Like many Americans, I watched transfixed as the Twin Towers fell down on September 11, 2001. My coworkers and I hunched around a 6 inch, grainy, black and white, contraband television set on our assistant’s desk. Most of us missed when the first tower fell. But her sharp cry of alarm brought us all running. We arrived in time to watch live as the second tower fell, to our shocked amazement. We did not immediately attribute the act to terrorism. It was not our automatic response as it would be today. The shock was too new. It was unimaginable at first, that this had happened on purpose. We thought the first tower was a terrible accident. Then as the second tower fell, a horrific coincidence. That naivete did not last long. Within the hour it was clear that America was under attack. As planes fell in Pennsylvania and the pentagon, fear replaced shock. We searched to name this unnamed enemy to all Americans. It didn’t take long to name the enemy and the lives of all us to change forever.

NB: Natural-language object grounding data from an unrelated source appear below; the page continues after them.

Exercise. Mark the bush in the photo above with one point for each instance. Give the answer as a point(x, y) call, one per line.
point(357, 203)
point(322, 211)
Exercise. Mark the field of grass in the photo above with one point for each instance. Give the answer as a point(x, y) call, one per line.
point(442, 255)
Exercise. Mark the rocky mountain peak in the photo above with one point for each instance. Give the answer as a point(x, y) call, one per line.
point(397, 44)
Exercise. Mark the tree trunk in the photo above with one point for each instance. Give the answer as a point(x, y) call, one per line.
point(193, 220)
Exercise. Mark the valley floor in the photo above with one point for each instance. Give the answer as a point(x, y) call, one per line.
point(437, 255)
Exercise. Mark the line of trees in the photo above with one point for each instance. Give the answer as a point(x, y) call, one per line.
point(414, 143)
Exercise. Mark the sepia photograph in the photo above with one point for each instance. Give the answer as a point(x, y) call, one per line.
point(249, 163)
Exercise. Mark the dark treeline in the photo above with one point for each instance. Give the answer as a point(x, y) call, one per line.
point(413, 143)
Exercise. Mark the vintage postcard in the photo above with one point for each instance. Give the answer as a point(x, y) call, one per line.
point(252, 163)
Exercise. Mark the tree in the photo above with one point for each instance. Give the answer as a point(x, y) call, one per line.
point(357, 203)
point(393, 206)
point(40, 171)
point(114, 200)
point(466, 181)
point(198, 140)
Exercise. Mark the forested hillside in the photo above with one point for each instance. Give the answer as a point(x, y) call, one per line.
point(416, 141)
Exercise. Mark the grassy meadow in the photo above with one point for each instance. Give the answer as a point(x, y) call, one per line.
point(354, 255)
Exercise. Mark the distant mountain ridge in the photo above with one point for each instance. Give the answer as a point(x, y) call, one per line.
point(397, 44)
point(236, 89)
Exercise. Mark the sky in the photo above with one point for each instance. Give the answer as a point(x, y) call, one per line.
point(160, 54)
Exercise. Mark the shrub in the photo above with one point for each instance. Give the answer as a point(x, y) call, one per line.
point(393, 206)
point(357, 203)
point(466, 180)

As the only Muslim in my office, I was protected from the (sometimes brutal) Islamophobic attacks that others endured that day. Spared because of the unique relationship I’d built with my coworkers over the years. Although not a hijabi, I had worked to teach my colleagues the beauty of Islam BEFORE the attacks. Often explaining the meaning and importance of Ramadan and our two holidays. Sharing with coworkers, things like Eid gifts. I also participated in customs that were important to them, such as weddings and funerals. Somethings I could not Islamically take part in, such as Easter. But I made sure to explain the reason why and to still wish them peace and joy on their holiday. Many of them returned the same wishes for mine. Enthusiastically they wished me an Eid Mubarak (or blessed holiday), and tried to ease my fasting by not bringing food around or inviting me to lunch during Ramadan. Because I had built this relationship of faith and trust before September 11th, I had their full support on September 11th. Others were not so lucky. I received a worried call from my friend in New York City. Her colleague had returned to their job in tears after leaving the building wearing her hijab. She’d been shouted and spit at and nearly choked as someone tried to rip the hijab from her head. Her only option was to run back to the safety of her job. Once there, she removed her hijab out of fear for her life before exiting again.

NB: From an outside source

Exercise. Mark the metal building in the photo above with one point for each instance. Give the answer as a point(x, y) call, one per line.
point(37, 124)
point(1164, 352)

It was a scary time. Now sixteen years later I wonder have we come much further? The answer is yes and no. It is a roller coaster ride of contradictions, highs and lows. The highs include; increased interfaith collaborations and interactions, increased understanding of Islam by non-Muslims, inclusion of Muslim history and culture in schools and public institutions, more toleration and legal protections for Islamic dress, and the rise in the number of Muslims in politics both state and federal. All of the positive progressions have been met with Al hamdulillah!!! Praise be to God, for bringing us all together during difficult times, and for helping us to include Muslims in the American melting pot.

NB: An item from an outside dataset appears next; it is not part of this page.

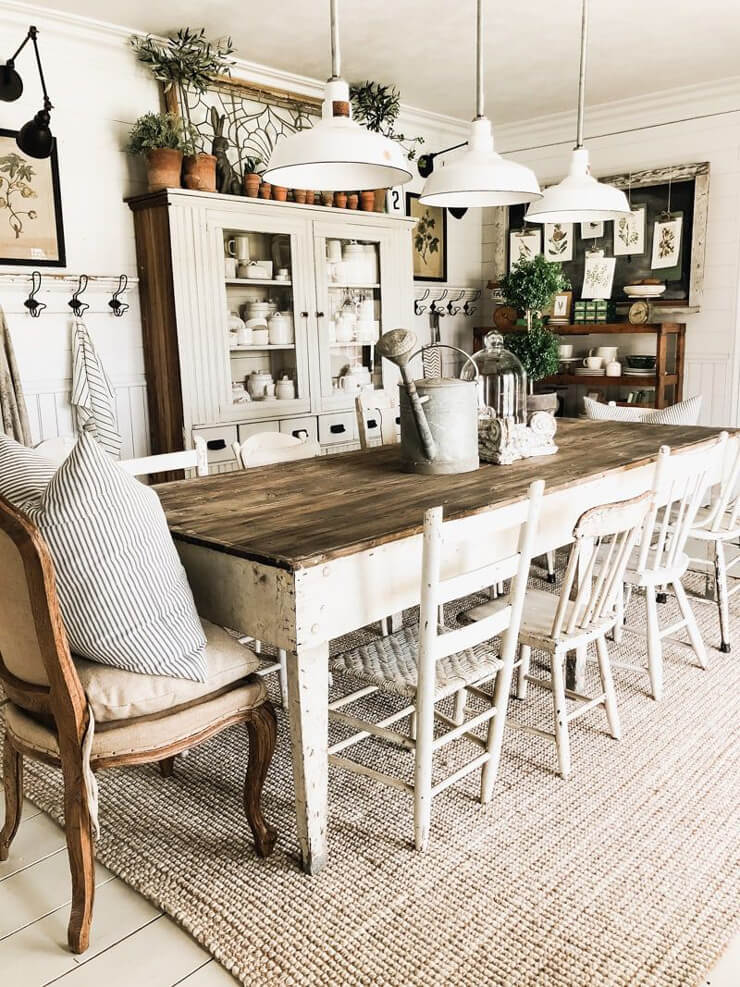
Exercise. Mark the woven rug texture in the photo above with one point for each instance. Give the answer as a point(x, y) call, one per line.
point(626, 874)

But we can’t rest on our progress or highs without examining our lows. The invasion of foreign Muslim countries who, we learned in retrospect, had absolutely nothing to do with the bombings on September 11th. The destabilization of many other countries leading to war and loss of life that continues sixteen years later. Watching dominoes fall in painful slow motion for sixteen years as whole countries changed forever. We watched impotently as our country used inhumane interrogation and torture techniques. To get information that we later learned was useless. Denial of basic human rights and due process to detainees at Guantanomo Bay and other “black sites”. The rise in anti-Muslim, propaganda, sentiment and terrorism. Masajid burned and vandalized. Muslim women and children harassed and attacked are all part of the lows. Culminating in the election of the most Anti-Muslim, Anti-immigrant president we have ever had.
Both the highs and the lows have been extremes. Most of our daily lives fall somewhere in the middle. We interact a little bit more and we are harassed a little bit more. This has become our status quo. Our new normal, that continues as we live our lives post September 11th. As we continue journeying past this date, it is my prayer that Allah (God) continues to keep our country safe from another attack. I pray that the highs increase and the lows decrease. I pray that those who would use Islam to terrorize others return to the core Islamic values of peace and patience. If they refuse to come back to the fold of Islam and choose instead to hold fast to their terrorist tactics then I pray that they are stopped before they cause any harm. I pray that ultimately this event is something that brings us together as Muslims and makes our ummah (community) stronger. I pray that it also brings us together as Americans and teaches us to live together with tolerance and patience and reminds us of the dangers when we don’t.